How Plant People Grew Up
The proof
The receipts
Plenty of brands talk transparency. Plant People keeps a scoreboard. More than 100 million gummies sold. A network of 4,500-plus clinicians who recommend the products. Lab-tested formulas, NSF and GMP compliance, Made in USA, and a B Corp impact score reported around 88. The press cabinet holds The New York Times, Forbes, Vogue and goop. None of it is shouted; all of it is checkable.
Growth Without the Drama
The proof convinced the people whose job is to be unconvinced. In November 2025, Manna Tree Partners led Plant People's Series A - a strategic minority stake - with early backer Unilever Ventures joining in. Manna Tree's co-founder, by her own account, had been a customer long before she was an investor, which is roughly the highest compliment a consumer brand can receive.
The mission
A public benefit, on paper and otherwise
Plant People is structured as a Public Benefit Corporation - "Plant People, PBC" - which means the mission is not just a slogan in the footer. The company leans climate-conscious, plant-based, and recycled-where-possible, and the founders are blunt about wanting employees who feel like owners. The line they repeat is that each hire should have ownership and feel like a key decision-maker. It is a small thing that tends to show up in the product.

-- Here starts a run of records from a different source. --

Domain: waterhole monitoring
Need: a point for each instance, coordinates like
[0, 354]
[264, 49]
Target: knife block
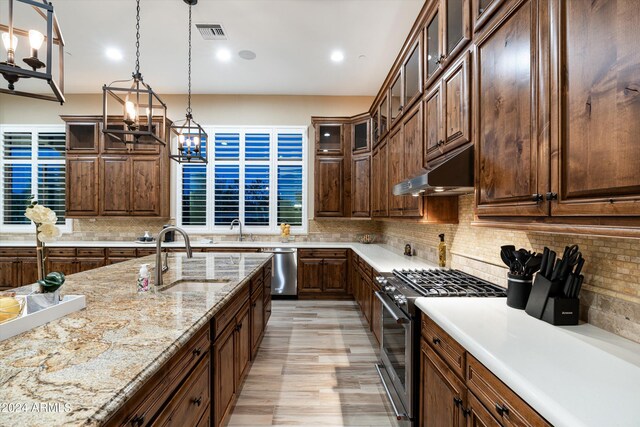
[561, 311]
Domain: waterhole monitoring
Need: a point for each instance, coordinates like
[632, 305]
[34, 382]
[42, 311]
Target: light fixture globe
[132, 112]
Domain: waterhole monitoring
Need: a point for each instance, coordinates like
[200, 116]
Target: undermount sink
[196, 286]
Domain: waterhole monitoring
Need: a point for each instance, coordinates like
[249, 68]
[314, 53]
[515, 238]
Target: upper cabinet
[412, 74]
[447, 32]
[597, 79]
[511, 175]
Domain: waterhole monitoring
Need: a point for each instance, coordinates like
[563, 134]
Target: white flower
[48, 233]
[41, 215]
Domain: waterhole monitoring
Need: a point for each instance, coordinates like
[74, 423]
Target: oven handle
[397, 315]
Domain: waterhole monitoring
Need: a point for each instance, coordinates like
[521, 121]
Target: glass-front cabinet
[412, 75]
[396, 97]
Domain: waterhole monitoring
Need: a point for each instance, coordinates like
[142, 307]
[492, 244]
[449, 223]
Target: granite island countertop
[84, 366]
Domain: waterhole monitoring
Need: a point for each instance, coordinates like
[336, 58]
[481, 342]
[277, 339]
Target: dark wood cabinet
[443, 394]
[512, 173]
[81, 186]
[322, 273]
[360, 186]
[114, 179]
[596, 171]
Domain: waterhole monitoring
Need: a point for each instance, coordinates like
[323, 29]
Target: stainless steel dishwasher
[284, 282]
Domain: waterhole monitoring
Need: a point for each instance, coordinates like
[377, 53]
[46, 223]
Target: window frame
[272, 163]
[34, 162]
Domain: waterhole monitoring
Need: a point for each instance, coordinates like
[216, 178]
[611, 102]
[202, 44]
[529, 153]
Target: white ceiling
[293, 40]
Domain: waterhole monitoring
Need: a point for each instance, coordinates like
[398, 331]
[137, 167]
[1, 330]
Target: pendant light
[40, 70]
[189, 138]
[141, 115]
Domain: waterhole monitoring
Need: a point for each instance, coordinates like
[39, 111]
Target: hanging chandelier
[39, 70]
[189, 138]
[141, 115]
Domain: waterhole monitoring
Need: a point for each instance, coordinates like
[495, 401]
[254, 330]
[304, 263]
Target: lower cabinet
[322, 273]
[457, 390]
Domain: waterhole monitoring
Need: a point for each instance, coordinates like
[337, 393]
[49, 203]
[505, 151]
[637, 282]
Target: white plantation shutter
[32, 163]
[255, 174]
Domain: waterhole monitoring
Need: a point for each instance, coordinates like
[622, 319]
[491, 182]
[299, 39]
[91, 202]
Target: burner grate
[448, 283]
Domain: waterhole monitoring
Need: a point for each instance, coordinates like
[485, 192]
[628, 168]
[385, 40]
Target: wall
[231, 110]
[611, 296]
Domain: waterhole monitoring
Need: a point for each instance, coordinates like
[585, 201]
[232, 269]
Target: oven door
[396, 349]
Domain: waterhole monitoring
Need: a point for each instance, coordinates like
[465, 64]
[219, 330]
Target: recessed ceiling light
[247, 54]
[223, 55]
[337, 56]
[113, 54]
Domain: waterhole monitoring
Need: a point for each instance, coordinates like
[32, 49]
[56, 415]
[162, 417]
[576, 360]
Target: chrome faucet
[161, 266]
[239, 223]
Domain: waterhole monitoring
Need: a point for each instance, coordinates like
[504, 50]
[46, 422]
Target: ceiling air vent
[212, 31]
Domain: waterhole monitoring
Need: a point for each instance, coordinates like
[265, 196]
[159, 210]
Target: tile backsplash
[611, 296]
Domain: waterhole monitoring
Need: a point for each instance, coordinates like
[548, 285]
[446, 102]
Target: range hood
[452, 175]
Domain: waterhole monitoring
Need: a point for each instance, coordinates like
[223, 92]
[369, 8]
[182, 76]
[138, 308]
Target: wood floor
[314, 368]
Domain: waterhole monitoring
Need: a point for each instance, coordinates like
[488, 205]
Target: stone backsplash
[611, 296]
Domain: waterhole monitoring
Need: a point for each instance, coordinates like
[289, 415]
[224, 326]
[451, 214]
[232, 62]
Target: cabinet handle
[137, 421]
[502, 410]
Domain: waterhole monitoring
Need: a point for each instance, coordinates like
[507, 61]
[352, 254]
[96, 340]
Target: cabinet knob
[502, 410]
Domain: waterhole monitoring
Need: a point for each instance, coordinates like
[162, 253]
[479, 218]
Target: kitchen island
[86, 367]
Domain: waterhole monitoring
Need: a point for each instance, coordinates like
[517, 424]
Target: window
[254, 174]
[31, 163]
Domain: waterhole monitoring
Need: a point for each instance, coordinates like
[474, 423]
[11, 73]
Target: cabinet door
[224, 377]
[257, 320]
[455, 87]
[85, 264]
[334, 274]
[63, 265]
[310, 275]
[82, 137]
[413, 157]
[329, 197]
[442, 393]
[81, 186]
[512, 171]
[115, 183]
[396, 170]
[457, 28]
[145, 186]
[478, 416]
[28, 271]
[598, 163]
[243, 344]
[9, 273]
[360, 190]
[433, 124]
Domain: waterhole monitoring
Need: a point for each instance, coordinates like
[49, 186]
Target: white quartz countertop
[572, 375]
[382, 258]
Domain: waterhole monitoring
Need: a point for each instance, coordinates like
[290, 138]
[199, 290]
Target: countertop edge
[108, 410]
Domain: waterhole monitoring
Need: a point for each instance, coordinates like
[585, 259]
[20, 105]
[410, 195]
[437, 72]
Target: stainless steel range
[398, 367]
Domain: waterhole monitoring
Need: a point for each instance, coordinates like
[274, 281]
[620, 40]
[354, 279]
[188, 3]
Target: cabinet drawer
[446, 347]
[190, 401]
[500, 400]
[92, 252]
[17, 252]
[322, 253]
[227, 313]
[69, 252]
[121, 252]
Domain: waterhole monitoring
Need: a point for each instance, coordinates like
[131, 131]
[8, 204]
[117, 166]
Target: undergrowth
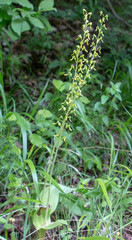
[69, 177]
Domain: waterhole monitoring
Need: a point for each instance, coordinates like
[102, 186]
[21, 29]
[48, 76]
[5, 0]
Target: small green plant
[78, 74]
[109, 101]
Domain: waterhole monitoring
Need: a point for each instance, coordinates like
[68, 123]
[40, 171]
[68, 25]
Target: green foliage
[20, 19]
[87, 186]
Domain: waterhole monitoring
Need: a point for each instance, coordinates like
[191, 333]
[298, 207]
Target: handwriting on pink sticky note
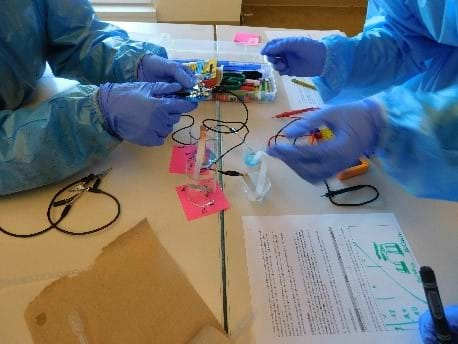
[247, 38]
[181, 155]
[217, 202]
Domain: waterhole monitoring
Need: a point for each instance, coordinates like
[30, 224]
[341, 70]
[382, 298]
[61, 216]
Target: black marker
[436, 309]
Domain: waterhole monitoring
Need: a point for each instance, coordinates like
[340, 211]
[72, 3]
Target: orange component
[354, 171]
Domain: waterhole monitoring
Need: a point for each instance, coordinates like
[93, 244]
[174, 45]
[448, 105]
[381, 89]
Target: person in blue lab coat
[121, 95]
[392, 90]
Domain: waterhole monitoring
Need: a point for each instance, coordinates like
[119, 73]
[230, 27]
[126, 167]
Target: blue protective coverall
[66, 133]
[413, 46]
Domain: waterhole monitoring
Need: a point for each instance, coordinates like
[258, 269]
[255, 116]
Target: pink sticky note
[192, 211]
[180, 158]
[247, 38]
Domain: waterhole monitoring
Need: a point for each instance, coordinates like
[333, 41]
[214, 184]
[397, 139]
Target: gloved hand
[426, 325]
[356, 127]
[296, 56]
[154, 68]
[136, 112]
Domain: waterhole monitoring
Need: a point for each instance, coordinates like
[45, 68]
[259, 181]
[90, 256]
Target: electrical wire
[220, 127]
[91, 184]
[330, 194]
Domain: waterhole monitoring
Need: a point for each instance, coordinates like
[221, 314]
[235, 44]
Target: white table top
[430, 226]
[141, 181]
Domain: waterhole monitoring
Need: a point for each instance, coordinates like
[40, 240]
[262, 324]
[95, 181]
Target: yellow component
[326, 133]
[354, 171]
[361, 168]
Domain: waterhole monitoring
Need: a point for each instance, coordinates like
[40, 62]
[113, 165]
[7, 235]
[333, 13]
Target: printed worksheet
[332, 279]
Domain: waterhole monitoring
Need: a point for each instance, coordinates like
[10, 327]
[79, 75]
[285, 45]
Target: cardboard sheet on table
[134, 293]
[193, 212]
[247, 38]
[180, 158]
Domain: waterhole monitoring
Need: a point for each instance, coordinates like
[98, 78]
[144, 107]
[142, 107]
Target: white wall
[198, 10]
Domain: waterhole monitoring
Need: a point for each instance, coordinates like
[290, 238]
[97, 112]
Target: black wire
[68, 204]
[330, 194]
[94, 189]
[217, 126]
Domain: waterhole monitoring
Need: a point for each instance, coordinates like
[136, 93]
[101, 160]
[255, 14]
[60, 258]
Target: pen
[436, 309]
[303, 83]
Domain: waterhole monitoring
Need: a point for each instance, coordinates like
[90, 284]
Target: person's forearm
[419, 147]
[364, 65]
[48, 143]
[82, 47]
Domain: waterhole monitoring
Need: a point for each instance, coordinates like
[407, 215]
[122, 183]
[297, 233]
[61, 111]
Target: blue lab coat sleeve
[56, 139]
[419, 146]
[393, 48]
[82, 47]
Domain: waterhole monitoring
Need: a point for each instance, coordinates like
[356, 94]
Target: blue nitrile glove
[154, 68]
[137, 113]
[356, 127]
[296, 56]
[426, 325]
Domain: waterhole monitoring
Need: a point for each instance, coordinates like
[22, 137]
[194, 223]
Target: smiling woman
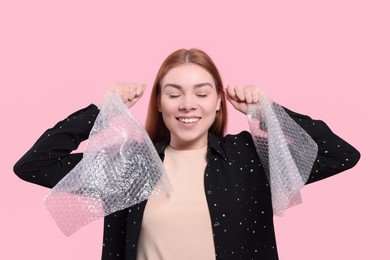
[189, 103]
[222, 204]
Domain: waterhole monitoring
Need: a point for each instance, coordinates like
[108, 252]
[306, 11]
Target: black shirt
[236, 187]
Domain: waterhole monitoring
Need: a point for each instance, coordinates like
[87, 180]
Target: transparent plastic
[286, 151]
[120, 168]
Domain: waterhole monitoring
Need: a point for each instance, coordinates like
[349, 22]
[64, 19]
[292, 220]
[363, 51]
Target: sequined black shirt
[236, 187]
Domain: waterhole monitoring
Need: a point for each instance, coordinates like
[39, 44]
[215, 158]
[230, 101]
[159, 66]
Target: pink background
[328, 59]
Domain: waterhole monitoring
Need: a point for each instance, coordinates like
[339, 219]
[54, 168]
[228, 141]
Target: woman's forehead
[187, 75]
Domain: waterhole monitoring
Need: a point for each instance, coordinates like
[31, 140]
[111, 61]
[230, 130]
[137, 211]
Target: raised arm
[50, 158]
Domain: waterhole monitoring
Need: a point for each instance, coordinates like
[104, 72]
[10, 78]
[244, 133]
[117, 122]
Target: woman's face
[188, 103]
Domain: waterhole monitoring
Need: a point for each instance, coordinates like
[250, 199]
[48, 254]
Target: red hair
[155, 125]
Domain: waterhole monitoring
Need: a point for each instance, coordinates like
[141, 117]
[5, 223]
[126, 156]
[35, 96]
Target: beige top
[178, 226]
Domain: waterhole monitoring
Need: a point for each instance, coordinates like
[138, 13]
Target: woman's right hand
[129, 93]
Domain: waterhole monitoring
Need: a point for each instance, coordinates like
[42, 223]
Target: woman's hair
[155, 125]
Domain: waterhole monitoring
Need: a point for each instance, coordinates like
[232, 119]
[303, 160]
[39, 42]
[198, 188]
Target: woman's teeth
[188, 120]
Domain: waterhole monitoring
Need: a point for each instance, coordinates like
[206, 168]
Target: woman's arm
[50, 158]
[334, 154]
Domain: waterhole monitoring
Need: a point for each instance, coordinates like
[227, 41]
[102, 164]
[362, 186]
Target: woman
[221, 207]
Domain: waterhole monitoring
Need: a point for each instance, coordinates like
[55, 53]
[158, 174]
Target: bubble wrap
[120, 168]
[286, 151]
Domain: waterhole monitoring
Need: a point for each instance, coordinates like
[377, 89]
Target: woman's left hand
[241, 96]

What you can actually do with it
- Swap the 3 p.m. coffee spiral for WonderFocus
- Build a one-gummy-a-day routine you'll actually keep
- Read the label and verify it - lab tests, no mystery dust
- Buy it where you already shop: Target, Whole Foods, Amazon, or direct
Why it matters tomorrow
The shelf, revisited
Back to that Target shelf. A few years ago it would have held a row of bottles making promises and a customer squinting at the back, trying to figure out which ones were real. The squint was the problem. Plant People's whole project is to make the squint unnecessary - to sell a daily habit that's pleasant enough to keep and honest enough to trust.
Whether functional mushrooms turn out to be a lasting category or a passing craze, the more interesting bet is the one on how to build: slowly, profitably, and in public benefit form, with the receipts kept where anyone can check them. That is the unfashionable thing Plant People did. It worked. And now there's a pouch of raspberry gummies on a shelf in 820 stores to prove it.
Watch & Listen
Find Plant People
Notes: Some dates (founding year in particular) and dollar figures are reported by the company or single sources and are marked approximate where noted. Growth percentages are company-reported and self-disclosed. Where details could not be independently verified, they have been left out.